Что делает в романе этот персонаж? Во-первых, он буквально своим видом и поведением показывает разницу между заключением в камере предварительного следствия и лагерным опытом: если Зыбин ещё сопротивляется, то Каландарашвили только вспоминает прошлое, даёт Зыбину ценные бытовые советы, не испытывает ни страха, ни надежды (и в этом напоминает персонажей Варлама Шаламова). Во-вторых, гротескный эпизод освобождения Каландарашвили из-под стражи ещё раз показывает театральную природу репрессивной власти и двойственную роль следователей и оперативных сотрудников: совсем недавно Каландарашвили должны были приговорить к расстрелу, а теперь с него сдувают пылинки, кормят в ресторане и препровождают в специально предоставленный самолёт.

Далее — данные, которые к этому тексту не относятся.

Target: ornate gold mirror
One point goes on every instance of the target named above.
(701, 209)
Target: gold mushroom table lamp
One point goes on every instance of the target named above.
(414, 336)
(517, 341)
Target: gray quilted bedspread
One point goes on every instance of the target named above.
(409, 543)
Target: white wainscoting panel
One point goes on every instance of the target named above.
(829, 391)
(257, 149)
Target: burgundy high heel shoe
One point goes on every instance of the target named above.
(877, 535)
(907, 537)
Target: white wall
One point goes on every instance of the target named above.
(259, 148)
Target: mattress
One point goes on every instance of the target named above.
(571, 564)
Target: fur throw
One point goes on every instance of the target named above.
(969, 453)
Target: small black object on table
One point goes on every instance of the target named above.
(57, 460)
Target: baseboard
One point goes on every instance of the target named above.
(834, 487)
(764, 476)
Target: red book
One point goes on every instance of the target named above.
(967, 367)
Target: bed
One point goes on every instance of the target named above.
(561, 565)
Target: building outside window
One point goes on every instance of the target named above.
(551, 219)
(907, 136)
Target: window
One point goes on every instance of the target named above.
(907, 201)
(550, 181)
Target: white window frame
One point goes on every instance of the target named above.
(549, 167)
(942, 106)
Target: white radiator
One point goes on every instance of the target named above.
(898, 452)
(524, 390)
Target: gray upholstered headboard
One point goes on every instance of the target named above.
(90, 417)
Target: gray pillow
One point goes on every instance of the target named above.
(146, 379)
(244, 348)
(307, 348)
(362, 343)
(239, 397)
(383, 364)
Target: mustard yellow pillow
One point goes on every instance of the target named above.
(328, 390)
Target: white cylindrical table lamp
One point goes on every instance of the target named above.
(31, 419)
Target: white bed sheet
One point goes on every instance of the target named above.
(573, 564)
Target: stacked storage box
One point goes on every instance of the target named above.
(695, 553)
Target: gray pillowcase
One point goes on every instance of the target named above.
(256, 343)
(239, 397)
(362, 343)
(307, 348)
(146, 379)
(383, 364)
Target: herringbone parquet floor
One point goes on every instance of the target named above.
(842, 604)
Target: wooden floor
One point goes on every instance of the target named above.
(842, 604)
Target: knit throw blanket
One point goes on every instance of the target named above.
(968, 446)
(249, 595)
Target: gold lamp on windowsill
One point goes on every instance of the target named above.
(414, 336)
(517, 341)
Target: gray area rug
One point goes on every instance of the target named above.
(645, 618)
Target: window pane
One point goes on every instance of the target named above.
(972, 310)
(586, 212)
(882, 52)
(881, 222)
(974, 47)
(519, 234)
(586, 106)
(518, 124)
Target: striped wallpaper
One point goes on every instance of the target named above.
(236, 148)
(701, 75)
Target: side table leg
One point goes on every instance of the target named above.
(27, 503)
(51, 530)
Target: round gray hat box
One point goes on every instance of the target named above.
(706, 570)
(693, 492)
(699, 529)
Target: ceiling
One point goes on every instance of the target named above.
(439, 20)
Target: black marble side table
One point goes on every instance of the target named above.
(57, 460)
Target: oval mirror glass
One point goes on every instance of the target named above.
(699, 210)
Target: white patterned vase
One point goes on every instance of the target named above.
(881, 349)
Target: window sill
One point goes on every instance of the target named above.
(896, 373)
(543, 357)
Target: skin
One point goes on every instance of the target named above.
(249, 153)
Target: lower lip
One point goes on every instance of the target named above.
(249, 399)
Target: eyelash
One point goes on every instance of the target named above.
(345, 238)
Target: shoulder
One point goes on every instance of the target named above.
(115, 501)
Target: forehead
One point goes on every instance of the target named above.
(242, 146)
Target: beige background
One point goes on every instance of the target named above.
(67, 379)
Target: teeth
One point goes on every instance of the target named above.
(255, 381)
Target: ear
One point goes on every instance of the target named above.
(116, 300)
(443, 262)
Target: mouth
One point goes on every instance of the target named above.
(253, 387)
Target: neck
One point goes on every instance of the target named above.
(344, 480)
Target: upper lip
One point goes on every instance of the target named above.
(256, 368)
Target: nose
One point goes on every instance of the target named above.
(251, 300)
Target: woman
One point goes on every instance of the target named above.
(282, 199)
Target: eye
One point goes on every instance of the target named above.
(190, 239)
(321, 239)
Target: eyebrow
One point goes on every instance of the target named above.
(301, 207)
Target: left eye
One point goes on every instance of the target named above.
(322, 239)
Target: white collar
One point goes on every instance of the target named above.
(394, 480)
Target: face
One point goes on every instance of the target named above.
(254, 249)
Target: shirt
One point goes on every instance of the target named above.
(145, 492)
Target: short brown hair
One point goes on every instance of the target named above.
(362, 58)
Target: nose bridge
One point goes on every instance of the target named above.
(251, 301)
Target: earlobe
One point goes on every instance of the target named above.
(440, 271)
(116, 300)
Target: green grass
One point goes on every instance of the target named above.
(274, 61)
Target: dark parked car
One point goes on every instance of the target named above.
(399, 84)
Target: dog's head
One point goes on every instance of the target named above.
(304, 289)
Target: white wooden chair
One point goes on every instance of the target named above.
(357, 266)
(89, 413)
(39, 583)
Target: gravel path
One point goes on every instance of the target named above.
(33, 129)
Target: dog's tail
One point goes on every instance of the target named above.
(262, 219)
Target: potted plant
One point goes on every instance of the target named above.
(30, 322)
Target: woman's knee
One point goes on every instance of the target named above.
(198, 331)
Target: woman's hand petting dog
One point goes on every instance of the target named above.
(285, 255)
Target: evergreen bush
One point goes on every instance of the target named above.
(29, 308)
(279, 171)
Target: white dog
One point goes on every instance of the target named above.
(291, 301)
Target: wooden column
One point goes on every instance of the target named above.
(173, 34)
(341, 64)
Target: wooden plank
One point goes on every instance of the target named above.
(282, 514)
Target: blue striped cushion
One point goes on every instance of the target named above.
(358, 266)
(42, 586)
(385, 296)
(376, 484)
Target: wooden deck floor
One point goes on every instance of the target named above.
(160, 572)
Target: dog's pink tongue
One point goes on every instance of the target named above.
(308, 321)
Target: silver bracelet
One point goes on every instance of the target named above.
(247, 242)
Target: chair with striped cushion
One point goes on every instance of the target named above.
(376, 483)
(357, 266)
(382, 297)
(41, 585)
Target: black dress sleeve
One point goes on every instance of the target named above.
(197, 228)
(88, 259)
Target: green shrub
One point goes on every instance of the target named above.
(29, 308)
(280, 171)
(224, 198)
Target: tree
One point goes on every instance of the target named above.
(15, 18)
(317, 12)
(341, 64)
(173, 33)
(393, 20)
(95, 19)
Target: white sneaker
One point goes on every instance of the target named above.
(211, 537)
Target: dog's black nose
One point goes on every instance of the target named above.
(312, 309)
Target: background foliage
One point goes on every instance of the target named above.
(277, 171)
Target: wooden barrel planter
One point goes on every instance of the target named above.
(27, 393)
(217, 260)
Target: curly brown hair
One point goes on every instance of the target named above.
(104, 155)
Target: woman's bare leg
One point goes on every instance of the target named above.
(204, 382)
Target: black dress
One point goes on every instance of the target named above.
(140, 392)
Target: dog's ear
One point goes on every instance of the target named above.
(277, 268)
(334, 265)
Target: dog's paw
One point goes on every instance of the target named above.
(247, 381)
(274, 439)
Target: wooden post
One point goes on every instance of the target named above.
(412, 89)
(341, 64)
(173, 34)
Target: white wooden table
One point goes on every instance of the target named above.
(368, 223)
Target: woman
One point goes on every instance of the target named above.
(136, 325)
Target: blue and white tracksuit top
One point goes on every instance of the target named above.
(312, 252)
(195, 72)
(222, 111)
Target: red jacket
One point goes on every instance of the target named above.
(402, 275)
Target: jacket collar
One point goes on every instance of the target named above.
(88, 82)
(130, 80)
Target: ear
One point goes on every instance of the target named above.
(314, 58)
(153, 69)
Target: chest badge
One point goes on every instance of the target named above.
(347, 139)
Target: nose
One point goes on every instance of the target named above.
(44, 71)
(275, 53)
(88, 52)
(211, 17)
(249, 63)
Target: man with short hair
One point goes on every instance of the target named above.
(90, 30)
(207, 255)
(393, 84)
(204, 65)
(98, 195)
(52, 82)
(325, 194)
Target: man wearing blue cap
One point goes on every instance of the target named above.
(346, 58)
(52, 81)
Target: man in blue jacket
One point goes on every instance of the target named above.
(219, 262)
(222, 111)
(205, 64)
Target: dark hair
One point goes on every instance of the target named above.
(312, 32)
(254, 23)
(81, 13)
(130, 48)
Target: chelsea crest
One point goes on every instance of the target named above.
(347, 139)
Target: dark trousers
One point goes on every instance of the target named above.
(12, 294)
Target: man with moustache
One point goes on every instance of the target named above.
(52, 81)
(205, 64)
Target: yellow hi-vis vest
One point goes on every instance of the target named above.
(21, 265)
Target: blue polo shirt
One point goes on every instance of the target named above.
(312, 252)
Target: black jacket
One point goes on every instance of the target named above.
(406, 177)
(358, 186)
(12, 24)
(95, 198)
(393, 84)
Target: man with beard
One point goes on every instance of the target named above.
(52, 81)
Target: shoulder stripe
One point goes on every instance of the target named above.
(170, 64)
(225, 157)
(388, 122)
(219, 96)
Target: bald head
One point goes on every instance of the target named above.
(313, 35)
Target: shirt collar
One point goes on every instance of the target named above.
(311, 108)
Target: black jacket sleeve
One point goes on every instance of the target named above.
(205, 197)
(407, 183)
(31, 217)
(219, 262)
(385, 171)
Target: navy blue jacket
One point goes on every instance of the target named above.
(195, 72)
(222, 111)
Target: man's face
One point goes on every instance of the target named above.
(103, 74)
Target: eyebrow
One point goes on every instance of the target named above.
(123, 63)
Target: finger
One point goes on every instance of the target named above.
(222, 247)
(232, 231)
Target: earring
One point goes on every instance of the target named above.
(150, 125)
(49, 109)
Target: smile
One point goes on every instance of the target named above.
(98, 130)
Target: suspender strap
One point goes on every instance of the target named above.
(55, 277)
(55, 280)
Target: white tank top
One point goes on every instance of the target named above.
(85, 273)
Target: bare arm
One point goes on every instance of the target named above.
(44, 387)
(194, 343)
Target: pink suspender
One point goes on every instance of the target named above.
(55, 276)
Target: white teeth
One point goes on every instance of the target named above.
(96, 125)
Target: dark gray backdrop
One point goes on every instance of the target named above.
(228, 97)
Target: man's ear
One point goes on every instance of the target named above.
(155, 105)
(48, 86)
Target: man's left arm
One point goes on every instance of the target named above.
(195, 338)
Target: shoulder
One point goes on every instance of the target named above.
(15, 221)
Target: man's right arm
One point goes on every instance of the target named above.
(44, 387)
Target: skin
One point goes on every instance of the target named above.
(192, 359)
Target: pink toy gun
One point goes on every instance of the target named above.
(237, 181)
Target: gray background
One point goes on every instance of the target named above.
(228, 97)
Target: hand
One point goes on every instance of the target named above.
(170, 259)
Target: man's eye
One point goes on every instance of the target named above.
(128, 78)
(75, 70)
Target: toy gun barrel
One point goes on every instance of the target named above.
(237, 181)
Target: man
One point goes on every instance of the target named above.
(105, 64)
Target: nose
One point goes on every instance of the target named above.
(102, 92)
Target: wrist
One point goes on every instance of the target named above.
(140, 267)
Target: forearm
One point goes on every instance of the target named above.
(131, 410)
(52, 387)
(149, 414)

Скорее всего, возникающий в романе евангельский сюжет о предательстве Иуды был введён Домбровским под влиянием посвящённых Иешуа Га-Ноцри глав романа «Мастер и Маргарита» Михаила Булгакова. Как и у Булгакова, авторство текста (философского трактата) на основе библейского сюжета о суде синедриона принадлежит персонажу романа – здесь это поп-расстрига по имени Андрей Куторга. Во время долгих дружеских посиделок он подробно объясняет тезисы своей работы археологу Владимиру Корнилову, а тот потом пересказывает их следователям, манипуляциями и шантажом склонившим его к «сотрудничеству». Двусмысленность этой ситуации в том, что львиную долю трактата Куторги занимают размышления о предательстве и осведомительстве: рассказывая об Иуде и ещё об одном предателе из близкого окружения Христа (чьё имя история не сохранила), Корнилов как бы рассказывает и о себе, предающем Куторгу. Всё это сильно мучает Корнилова и в конце концов подталкивает к обману следователей, который довольно быстро раскрывается благодаря параллельным доносам самого Куторги, уже давно «присматривающегося» к Корнилову по просьбе тех же следователей. Казалось бы, Корнилов обречён. Но следователи дают ему второй шанс, попросив писать в доносе только правду.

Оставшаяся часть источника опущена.